Remarkable Creatures by Tracy Chevalier

In Tracy Chevalier’s latest novel, Remarkable Creatures, she has, once again, set her deft hand to drawing characters, situations, and landscapes to enthrall the reader.

This historical novel tells the story of Mary Anning, a poor girl during the Regency period in England. Her father, a cabinet maker, ekes out the barest of a living for his family. Mary has a unique talent for spotting fossils along the shoreline of southern England. She befriends Elizabeth Philpot, a spinster banished from London to Lyme Regis. Elizabeth, distraught at her removal as a “poor relation,” begins to wander the beaches and finds some interesting fossils.

Creatures is in opposition to Jane Austen’s stories with happy endings. In fact, Elizabeth chides her sister for living in the unreal world of Miss Austen. Elizabeth and her sisters – poor, unattractive, ungainly – have no hope of a good match, but they have learned to live with the disappointment, burying themselves in reading, gardening, and fossil hunting.

Mary and Elizabeth charge into the new, masculine world of paleontology and discover new species. Ironically, these women, “fossilized” by society, become famous for their fossils. The author also uses Brontë’s term, “creature,” to refer to the women in the story lending a double meaning to the title.

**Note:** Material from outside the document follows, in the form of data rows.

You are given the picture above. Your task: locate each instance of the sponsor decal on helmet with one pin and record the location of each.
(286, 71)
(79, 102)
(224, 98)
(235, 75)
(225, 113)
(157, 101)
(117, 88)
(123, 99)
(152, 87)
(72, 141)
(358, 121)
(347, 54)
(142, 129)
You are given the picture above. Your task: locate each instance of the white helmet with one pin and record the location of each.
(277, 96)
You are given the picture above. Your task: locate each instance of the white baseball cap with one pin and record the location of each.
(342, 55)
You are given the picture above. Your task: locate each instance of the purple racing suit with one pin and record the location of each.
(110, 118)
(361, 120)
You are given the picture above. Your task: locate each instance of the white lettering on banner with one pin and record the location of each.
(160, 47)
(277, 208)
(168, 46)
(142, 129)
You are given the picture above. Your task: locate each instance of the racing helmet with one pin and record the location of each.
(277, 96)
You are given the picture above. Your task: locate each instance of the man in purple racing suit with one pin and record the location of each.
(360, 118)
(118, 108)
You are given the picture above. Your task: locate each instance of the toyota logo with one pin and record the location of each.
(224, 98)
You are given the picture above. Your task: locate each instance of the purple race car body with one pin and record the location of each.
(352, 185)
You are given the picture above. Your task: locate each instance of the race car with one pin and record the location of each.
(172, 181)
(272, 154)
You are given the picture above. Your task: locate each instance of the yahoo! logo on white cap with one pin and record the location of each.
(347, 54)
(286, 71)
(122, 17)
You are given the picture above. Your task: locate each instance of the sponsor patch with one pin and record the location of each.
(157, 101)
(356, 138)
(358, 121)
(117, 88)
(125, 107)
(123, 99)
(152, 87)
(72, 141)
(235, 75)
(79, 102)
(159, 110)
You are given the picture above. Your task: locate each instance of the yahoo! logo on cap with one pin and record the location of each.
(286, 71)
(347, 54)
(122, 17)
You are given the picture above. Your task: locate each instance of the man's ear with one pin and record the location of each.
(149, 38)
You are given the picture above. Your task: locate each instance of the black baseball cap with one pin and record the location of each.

In the novel Girl with a Pearl Earring, Chevalier captured the feeling, atmosphere, and language of 17th-century Holland. She has done the same with England in the opening years of the 1800s. The chapters alternate narrators between Elizabeth and Mary, and Chevalier accurately voices Elizabeth, an upper class woman who is painfully aware of her circumstances and place in society, and Mary, the eldest daughter of a family struggling on the precipice of financial ruin and the workhouse.

Elizabeth says, “‘You must pardon my sister, sir,’ I said now. ‘Just before you arrived she had been complaining of a cough. She would not want to inflict her illness on a visitor’” (74). Right off the pages of Pride and Prejudice!

Mary, on the other hand sounds like this, “It weren’t just the money from selling the croc that changed things. It was knowing there was something to hunt for and I was better at finding it than most – this was what were different.” (111)

Unlike most of Austen’s Regency women, Mary pursues her passion regardless of the whispers of the townspeople, while Elizabeth is a bit more reserved, she does, on occasion, get her hackles up – a bit like Elizabeth Bennett of Pride and Prejudice.

For fans of Austen and Brontë, or readers interested in the early days of paleontology, or for those interested in period pieces set in 19th century England, or those who simply love a great story, this novel has something for everyone. Five stars.